Ancien directeur général du Fonds d’Assistance Économique et Sociale (FAES), Serge Gabriel Collin a été officiellement installé comme ministre de l’Économie et des Finances (MEF) lors d’une cérémonie marquée par la solennité et un discours axé sur la rigueur budgétaire. Il prend les rênes de l’institution dans un environnement économique fragilisé par plusieurs années de récession et une crise sécuritaire persistante.
La cérémonie a débuté par l’exécution de l’hymne national, avant les interventions officielles.
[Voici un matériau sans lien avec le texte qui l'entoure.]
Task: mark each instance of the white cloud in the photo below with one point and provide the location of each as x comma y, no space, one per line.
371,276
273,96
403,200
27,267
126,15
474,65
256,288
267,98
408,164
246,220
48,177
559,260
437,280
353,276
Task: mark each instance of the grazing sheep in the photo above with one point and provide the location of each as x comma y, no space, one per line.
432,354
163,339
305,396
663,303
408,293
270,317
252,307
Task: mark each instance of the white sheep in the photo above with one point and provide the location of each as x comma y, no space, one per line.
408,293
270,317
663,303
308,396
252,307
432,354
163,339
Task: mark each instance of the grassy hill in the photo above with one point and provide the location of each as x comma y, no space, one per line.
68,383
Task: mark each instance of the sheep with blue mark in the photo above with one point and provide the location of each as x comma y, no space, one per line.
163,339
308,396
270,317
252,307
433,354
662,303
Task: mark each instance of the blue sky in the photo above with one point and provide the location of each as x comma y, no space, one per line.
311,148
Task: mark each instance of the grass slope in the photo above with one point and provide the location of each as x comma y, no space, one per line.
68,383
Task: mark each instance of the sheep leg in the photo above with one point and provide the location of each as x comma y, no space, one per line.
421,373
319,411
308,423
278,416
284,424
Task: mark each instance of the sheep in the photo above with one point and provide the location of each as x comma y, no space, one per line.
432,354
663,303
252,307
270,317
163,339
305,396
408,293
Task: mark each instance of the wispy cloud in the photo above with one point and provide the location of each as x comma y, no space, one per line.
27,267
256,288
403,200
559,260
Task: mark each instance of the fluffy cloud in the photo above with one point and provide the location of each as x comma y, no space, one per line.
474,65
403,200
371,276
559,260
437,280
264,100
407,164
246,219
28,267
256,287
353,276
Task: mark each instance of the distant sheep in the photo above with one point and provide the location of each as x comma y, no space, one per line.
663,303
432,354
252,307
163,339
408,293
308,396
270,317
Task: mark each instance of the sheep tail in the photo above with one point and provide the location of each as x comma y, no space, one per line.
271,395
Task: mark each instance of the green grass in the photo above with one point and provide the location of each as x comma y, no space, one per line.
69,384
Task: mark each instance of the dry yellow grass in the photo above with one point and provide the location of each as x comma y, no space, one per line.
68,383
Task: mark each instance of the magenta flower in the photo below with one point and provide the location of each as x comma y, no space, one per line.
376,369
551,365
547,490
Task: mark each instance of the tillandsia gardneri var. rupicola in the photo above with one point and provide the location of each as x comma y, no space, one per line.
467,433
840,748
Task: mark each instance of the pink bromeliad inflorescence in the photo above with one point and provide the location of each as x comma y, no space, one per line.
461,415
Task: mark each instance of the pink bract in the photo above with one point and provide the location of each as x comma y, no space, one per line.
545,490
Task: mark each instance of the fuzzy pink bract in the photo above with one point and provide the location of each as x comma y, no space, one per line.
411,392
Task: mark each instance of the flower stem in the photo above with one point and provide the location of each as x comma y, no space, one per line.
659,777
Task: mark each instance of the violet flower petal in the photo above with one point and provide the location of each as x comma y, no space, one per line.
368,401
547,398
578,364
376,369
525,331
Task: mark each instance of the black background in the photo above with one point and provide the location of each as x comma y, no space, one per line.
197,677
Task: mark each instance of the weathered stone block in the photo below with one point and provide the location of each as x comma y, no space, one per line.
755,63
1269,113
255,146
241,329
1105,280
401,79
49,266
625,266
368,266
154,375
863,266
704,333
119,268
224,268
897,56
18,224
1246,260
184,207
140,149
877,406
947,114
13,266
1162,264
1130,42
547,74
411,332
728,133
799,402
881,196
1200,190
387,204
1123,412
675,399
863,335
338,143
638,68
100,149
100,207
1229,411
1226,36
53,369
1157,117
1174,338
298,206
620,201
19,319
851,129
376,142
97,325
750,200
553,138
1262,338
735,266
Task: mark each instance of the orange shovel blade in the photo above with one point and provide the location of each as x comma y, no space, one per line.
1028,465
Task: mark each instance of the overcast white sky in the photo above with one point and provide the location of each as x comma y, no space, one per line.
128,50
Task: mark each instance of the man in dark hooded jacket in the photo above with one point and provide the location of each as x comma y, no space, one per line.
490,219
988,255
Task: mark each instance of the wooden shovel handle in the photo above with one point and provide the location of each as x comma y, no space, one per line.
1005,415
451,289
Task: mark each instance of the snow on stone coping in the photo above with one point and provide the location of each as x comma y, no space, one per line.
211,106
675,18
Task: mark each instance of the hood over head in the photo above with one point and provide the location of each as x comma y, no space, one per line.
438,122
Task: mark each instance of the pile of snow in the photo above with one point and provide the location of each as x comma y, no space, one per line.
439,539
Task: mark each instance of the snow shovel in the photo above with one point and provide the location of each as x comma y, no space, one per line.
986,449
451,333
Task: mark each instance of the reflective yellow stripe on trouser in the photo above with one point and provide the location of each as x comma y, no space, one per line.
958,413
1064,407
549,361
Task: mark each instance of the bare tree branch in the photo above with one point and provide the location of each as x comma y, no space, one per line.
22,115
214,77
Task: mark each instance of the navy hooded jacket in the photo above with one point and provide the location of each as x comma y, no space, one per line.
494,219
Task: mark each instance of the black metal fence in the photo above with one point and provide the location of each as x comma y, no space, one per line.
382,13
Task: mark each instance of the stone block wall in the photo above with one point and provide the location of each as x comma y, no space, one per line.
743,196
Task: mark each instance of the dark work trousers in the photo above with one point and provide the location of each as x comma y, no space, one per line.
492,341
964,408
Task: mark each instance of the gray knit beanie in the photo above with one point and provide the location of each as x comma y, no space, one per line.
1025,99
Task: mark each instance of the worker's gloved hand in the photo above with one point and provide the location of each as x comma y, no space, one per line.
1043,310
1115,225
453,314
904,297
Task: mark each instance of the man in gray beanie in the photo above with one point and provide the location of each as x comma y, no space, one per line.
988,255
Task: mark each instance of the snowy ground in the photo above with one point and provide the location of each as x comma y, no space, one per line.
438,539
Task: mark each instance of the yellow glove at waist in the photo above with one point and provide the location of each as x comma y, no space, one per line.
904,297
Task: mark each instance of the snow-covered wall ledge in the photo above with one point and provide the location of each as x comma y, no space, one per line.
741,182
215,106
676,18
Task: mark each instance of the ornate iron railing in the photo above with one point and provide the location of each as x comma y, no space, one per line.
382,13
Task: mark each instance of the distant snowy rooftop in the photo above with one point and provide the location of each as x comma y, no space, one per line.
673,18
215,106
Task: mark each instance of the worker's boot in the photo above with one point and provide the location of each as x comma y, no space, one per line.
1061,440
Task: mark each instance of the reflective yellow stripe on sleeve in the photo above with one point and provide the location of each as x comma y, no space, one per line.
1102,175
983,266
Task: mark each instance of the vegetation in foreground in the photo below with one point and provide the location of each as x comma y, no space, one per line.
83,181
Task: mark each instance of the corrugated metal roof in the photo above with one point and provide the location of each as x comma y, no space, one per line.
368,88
Le directeur général du MEF, Bouco Jean-Jacques, a présenté cette transition comme un acte de continuité administrative, soulignant la portée institutionnelle de la passation. Il a assuré que le personnel du ministère se tiendra aux côtés du nouveau titulaire pour mettre en œuvre les priorités gouvernementales et renforcer la gouvernance financière.
L’installation officielle a été présidée par le ministre de la Justice et de la Sécurité publique, Patrick Pélissier, assurant l’intérim à la Primature. Dans son allocution, il a décrit un contexte économique « difficile », évoquant plus de cinq années de récession, une contraction du produit intérieur brut et une détérioration continue du climat sécuritaire. Il a insisté sur l’impératif d’une gestion efficiente des ressources publiques, appelant à orienter chaque décision financière vers l’intérêt général.
Le ministre intérimaire a également rappelé les grandes priorités de l’exécutif : le rétablissement de la sécurité, l’organisation d’élections crédibles et la relance de l’économie. L’ampliation de l’arrêté de nomination a ensuite été lue avant d’être remise officiellement au nouveau ministre.
Prenant la parole, Serge Gabriel Collin a affirmé assumer ses fonctions « avec humilité et détermination ». Dressant un diagnostic sans complaisance de la conjoncture, il a évoqué une inflation élevée, un ralentissement de l’activité économique et une pression accrue sur les finances publiques.
Le nouveau ministre a articulé sa feuille de route autour de trois axes : la mobilisation accrue des ressources internes, un meilleur pilotage des dépenses publiques et la modernisation des administrations fiscale et douanière. Il a insisté sur la nécessité de préserver la stabilité macroéconomique, mettant en garde contre un recours excessif au financement monétaire, susceptible selon lui d’alimenter l’inflation et d’accélérer la dépréciation de la gourde. S’appuyant sur des données récentes, il a indiqué que le taux d’inflation a atteint 25 % en 2025, tandis que les recettes publiques ont progressé de 8 % et les dépenses de 44 %. Une dynamique qu’il juge préoccupante pour l’équilibre budgétaire.